Background
Breast cancer is the most common cancer affecting women worldwide. Human breast carcinomas represent a heterogeneous group of tumors diverse in behavior, outcome, and response to therapy. Despite tremendous advances in screening, diagnosis, and treatment, causes of this disease remain elusive and complex.
It has been hypothesized that the clinical and genetic heterogeneity of breast cancer is a result of activation of different oncogenes or loss of different tumor suppressor genes in specific stem/progenitor cells [
1]. The genetic and immunohistochemical analysis led to further clasification of human breast cacinomas as basal or luminal according to their cell type origin. To date, five types of breast carcinomas have been recognized according to the molecular genetics profiling [
2,
3].
The nature of molecular changes varies between breast tumors and determines the characteristics of the disease. Current research priority is to develop methods to identify the most informative molecular changes, also known as disease markers. Thus the treatment strategy could be optimized and individualized using molecular-biological properties of the patient's tumor cells.

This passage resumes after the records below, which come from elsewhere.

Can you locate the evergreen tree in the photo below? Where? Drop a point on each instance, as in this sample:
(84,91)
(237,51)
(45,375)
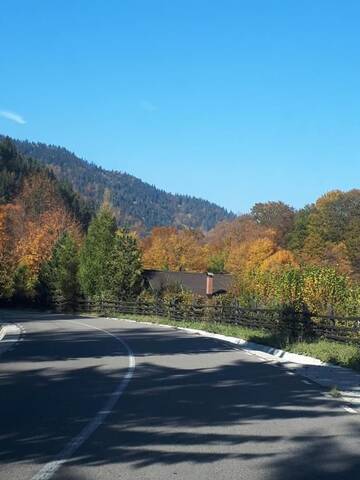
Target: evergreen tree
(60,274)
(94,271)
(125,266)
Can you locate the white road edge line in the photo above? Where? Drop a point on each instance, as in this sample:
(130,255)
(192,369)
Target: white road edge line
(49,469)
(350,410)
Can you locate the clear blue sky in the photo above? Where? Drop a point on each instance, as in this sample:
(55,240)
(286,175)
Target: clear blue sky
(234,101)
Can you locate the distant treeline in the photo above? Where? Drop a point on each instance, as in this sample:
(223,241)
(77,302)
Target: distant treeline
(53,243)
(136,204)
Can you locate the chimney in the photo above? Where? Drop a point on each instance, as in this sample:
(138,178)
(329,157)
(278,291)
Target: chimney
(209,284)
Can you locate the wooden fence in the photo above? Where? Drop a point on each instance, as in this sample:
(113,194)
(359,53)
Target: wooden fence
(290,325)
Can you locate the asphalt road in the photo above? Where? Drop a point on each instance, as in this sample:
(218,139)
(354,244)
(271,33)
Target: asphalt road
(191,408)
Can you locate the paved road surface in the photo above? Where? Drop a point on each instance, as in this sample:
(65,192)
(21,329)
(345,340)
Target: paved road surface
(195,408)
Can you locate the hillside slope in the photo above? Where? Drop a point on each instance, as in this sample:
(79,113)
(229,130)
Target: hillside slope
(138,204)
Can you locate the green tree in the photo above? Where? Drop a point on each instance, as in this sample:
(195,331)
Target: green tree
(95,255)
(60,273)
(124,266)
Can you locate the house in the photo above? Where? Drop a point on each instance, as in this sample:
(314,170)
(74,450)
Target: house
(204,284)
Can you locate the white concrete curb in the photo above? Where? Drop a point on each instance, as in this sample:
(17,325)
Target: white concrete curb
(10,335)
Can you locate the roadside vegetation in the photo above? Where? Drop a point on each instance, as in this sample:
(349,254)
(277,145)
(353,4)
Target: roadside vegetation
(342,354)
(53,245)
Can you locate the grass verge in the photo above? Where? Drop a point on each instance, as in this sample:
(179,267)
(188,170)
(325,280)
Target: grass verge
(343,354)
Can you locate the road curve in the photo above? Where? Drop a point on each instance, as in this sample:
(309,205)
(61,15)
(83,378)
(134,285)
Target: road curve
(195,408)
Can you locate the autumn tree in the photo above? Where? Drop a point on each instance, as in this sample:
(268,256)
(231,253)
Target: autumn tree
(275,215)
(170,249)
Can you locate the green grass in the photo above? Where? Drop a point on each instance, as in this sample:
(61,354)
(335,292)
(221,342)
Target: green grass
(343,354)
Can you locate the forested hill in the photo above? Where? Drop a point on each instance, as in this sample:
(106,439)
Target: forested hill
(138,204)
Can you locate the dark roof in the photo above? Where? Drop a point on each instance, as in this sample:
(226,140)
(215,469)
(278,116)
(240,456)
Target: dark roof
(195,282)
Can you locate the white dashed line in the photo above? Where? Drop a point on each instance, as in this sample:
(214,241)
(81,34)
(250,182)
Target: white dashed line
(51,468)
(350,410)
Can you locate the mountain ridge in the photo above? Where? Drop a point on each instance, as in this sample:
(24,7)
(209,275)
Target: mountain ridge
(137,204)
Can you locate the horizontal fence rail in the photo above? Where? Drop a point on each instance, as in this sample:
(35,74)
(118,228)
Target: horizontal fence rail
(290,325)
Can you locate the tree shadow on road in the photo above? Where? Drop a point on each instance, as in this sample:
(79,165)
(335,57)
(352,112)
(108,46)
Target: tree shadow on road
(192,402)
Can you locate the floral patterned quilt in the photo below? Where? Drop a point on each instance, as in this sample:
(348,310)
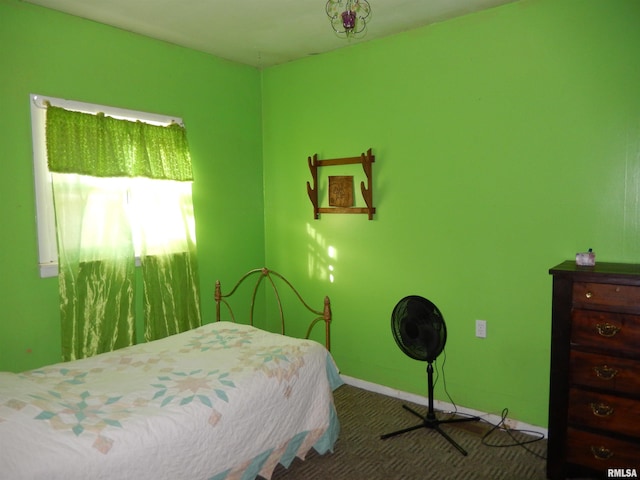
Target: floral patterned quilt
(223,401)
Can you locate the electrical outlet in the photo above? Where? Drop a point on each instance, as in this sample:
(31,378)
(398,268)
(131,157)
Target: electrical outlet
(481,328)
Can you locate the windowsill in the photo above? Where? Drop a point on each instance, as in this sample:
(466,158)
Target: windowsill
(48,270)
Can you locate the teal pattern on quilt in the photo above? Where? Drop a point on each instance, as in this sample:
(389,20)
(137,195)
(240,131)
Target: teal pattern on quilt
(173,386)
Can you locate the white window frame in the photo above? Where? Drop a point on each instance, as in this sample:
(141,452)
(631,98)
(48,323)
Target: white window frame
(45,215)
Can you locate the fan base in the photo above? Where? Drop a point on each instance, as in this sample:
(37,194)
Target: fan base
(430,421)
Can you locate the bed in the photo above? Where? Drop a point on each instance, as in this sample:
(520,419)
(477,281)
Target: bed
(223,401)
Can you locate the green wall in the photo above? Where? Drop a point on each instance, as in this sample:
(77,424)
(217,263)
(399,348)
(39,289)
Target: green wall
(54,54)
(505,142)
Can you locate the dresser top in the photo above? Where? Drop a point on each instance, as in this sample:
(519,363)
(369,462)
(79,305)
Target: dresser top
(617,270)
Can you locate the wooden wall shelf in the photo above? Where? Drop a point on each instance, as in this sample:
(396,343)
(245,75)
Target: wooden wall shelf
(367,190)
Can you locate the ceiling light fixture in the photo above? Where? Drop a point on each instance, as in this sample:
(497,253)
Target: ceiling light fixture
(348,17)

At present, several prognostic and predictive factors are commonly used in the breast carcinoma treatment. They include clinical factors such as tumor size, stage and histological type, histological grade, number and scale of regional lymph node involvement, hormone-receptor levels (ER, PR), HER-2/neu expression level and nuclear DNA ploidy. The significance of these factors has been clearly determined and together with the clinical state of the patient they are the main determinants in the process of selection of treatment modality [
4]. Despite the research and treatment advances, the outcome of patients is still often poor. Clearly, there is a critical need to find new molecular parameters not only for detection, but also for classification and treatment of the breast cancer.
Proteomics is a rapidly developing field that can explore the heterogeneity of breast cancer and supplement the wealth of information gained from genomics. Breast cancer is one of the most studied cancers in proteomics. Studies investigating differential expression of proteins between normal and breast cancer cells revealed changes in the composition of cytoskeletal elements such as cytokeratin distribution and tropomyosin expression, the differential distribution of molecular chaperones (heat shock protein family members, protein folding enzymes, 14-3-3 σ) has been described together with elevated levels of glycolytic enzymes (aldolase, glyceraldehyde dehydrogenase) [
5,
6]. Roles of lysozomal proteases (cathepsin D, cathepsin B) and matrix metalloproteases (MMPs) in the breast cancer development and progression have been explored [
7].
However, proteomic analysis of larger amounts of clinical samples is so far a challenge [
8]. Two-dimensional gel electrophoresis (2-DE) facilitates the separation of proteins from highly complex protein mixtures and has become a central method in proteomics in recent years. Unfortunately, the 2-DE methodology remains labor intensive and also the subsequent gel analysis is difficult. Although the 2-DE processing softwares are continuously developing, their full automation is immense [
9,
10]. The methodology also puts demands on sample amount and composition. Selection of the most convenient samples containing sufficient amount of proteins suitable for 2-DE proteomic analyses is of crucial importance. Whereas differential proteomic analysis of breast tissue biopsies is complicated due to heterogeneity of cellular phenotypes contained in the sample [
11], cells in culture represent a homogenous system, which can be to a certain extent defined and specifically altered.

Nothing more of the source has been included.